Whenever Tesla Inc (TSLA) Stock Dips, Double Down

Advertisement

TSLA stock - Whenever Tesla Inc (TSLA) Stock Dips, Double Down

Source: Shutterstock

This year is shaping up to be an annus mirabilis for Tesla Inc (NASDAQ:TSLA) investors. TSLA stock is currently sitting on 50% gains so far in 2017 — the shares’ best early performance in a few years.

But it hasn’t been a straight path.

Tesla stock has so far suffered two serious setbacks this year that resulted in 10%-plus corrections, the latest one coming after the automaker’s earnings miss a couple weeks ago. TSLA did manage to stage a quick comeback — probably because there was very little in the way of downgrades from Wall Street.

Investors should always have their eye out for dips like these, though, rare as they are. Here are three key reasons why investors should use future weaknesses in TSLA stock to gain fresh entry points.

#1: Falling Deposits Are No Big Deal

One big reason why Tesla stock immediately sold off post-earnings can be chalked up to concerns that Model 3 was eating up sales of older models, as well as lack of clarity on production timelines.

This came after customer deposits fell 7% during the first quarter, prompting analysts to question whether the upcoming Model 3 rollout was depressing sales of the Model S and Model X.

TSLA stock chart

Musk responded during the company’s conference call by saying:

  • “We have seen some impact of Model S orders as a function of people being confused that Model 3 is the upgrade to Model S.”
  • “We want to be super clear that Model 3 is not version three of our car. Model 3 is essentially a smaller, more affordable version of the Model S with fewer features.”
  • “The Model S will be better than Model 3. As it should be, as it’s a more expensive car.”
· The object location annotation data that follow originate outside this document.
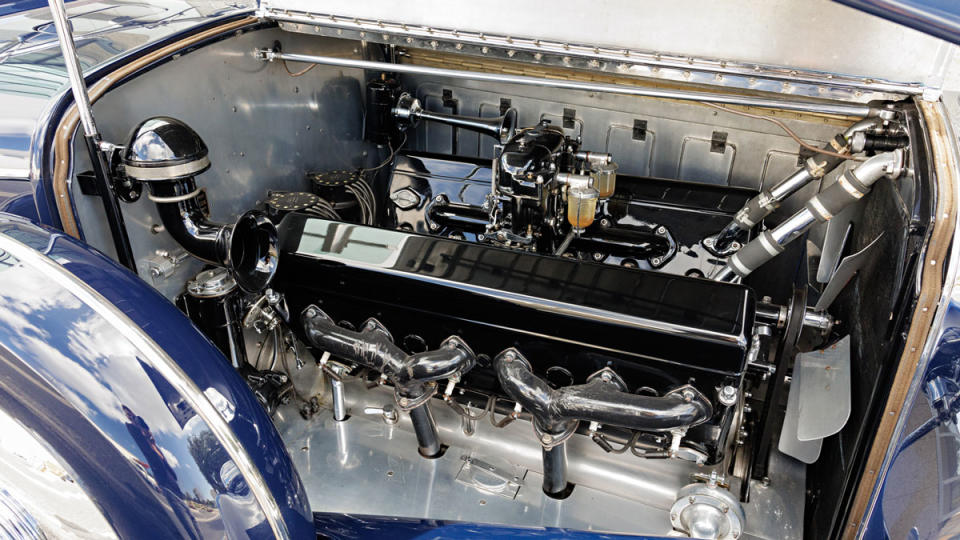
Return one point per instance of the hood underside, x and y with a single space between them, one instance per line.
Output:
814 49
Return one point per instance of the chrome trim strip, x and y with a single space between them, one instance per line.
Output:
158 359
147 174
629 62
845 109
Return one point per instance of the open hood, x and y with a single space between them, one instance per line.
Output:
815 48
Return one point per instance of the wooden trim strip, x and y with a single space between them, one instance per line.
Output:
68 123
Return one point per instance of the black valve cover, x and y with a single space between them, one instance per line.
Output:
656 330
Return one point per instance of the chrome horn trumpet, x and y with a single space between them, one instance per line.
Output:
409 112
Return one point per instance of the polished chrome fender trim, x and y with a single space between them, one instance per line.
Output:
159 360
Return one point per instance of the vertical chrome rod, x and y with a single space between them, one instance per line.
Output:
101 170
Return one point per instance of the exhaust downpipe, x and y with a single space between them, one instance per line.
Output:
166 154
603 399
413 376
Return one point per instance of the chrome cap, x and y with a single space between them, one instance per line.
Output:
164 148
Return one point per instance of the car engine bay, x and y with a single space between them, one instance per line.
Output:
483 301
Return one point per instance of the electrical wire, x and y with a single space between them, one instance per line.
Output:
393 152
785 128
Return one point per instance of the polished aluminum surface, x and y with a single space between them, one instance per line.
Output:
688 95
789 443
777 46
264 129
153 355
824 390
364 463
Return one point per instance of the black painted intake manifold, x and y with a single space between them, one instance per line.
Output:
413 375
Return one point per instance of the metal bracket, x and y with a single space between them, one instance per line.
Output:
639 130
486 477
569 118
803 154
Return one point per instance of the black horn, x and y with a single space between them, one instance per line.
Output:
167 155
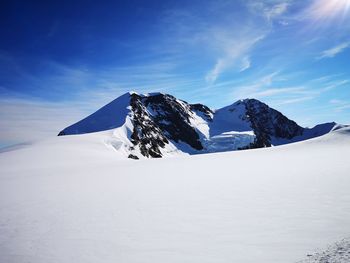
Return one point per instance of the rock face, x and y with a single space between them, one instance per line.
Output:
267 123
156 124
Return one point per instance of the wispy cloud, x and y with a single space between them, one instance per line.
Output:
340 105
23 120
295 100
332 52
246 63
235 49
327 10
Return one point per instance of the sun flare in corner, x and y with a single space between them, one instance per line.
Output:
325 9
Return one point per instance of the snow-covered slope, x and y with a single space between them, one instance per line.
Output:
156 125
72 199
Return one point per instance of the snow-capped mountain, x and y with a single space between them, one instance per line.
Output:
157 125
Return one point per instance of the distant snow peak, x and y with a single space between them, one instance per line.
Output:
156 125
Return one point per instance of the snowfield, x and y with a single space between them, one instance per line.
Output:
77 199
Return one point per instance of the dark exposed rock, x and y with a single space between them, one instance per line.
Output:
173 118
267 123
131 156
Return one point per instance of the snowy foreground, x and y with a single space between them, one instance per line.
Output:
73 199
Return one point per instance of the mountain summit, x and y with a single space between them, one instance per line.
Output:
156 125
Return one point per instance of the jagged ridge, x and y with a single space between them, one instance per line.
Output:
161 123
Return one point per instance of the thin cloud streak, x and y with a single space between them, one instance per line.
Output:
332 52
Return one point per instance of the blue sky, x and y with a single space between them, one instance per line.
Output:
62 60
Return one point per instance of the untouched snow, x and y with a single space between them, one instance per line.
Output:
336 253
108 117
227 118
72 199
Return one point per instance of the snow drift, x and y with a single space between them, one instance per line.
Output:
72 199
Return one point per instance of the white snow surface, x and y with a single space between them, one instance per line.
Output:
72 199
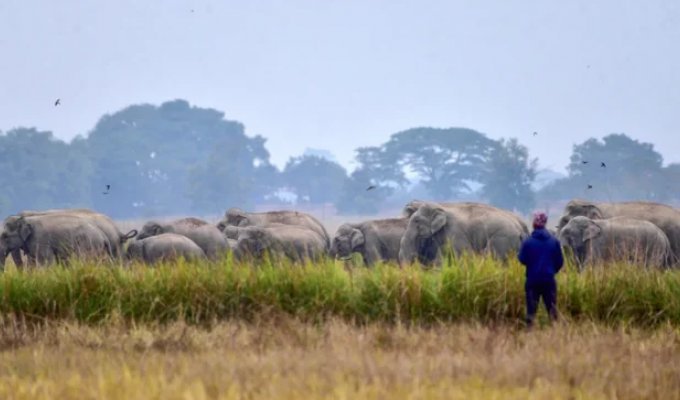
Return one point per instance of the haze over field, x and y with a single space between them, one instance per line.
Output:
340 75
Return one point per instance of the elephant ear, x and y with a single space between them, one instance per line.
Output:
236 216
357 238
438 221
25 231
592 231
593 211
411 208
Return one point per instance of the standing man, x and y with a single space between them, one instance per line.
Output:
541 253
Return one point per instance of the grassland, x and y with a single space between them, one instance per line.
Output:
287 359
472 288
324 330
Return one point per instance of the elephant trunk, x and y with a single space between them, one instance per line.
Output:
16 256
408 248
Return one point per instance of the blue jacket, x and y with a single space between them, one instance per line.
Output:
541 253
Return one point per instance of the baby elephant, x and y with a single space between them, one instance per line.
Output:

Essentially, Musk was saying that people were putting off purchases of the Model S because they erroneously thought Model 3 is a Model S upgrade. It’s hard to buy Musk’s explanation because there is no way anybody in his right mind would imagine that a car that’s only half the price of its immediate predecessor could possibly be more advanced. That was a serious gaffe by the CEO.

It’s more likely that many people who would otherwise have forked nearly $80,000 for a Model S have simply put off their purchases in anticipation of the much cheaper Model 3 going for just $35,000 a pop. This is a common marketing phenomenon that analysts refer to as the Osborne effect, and it happens to even the best of companies, including Apple Inc. (NASDAQ:AAPL).

That said, falling deposits really are no big deal. Tesla still reported a nice 64% bump in production to 25,051 units while sales were up an impressive 134.8% year-over-year to $2.70 billion.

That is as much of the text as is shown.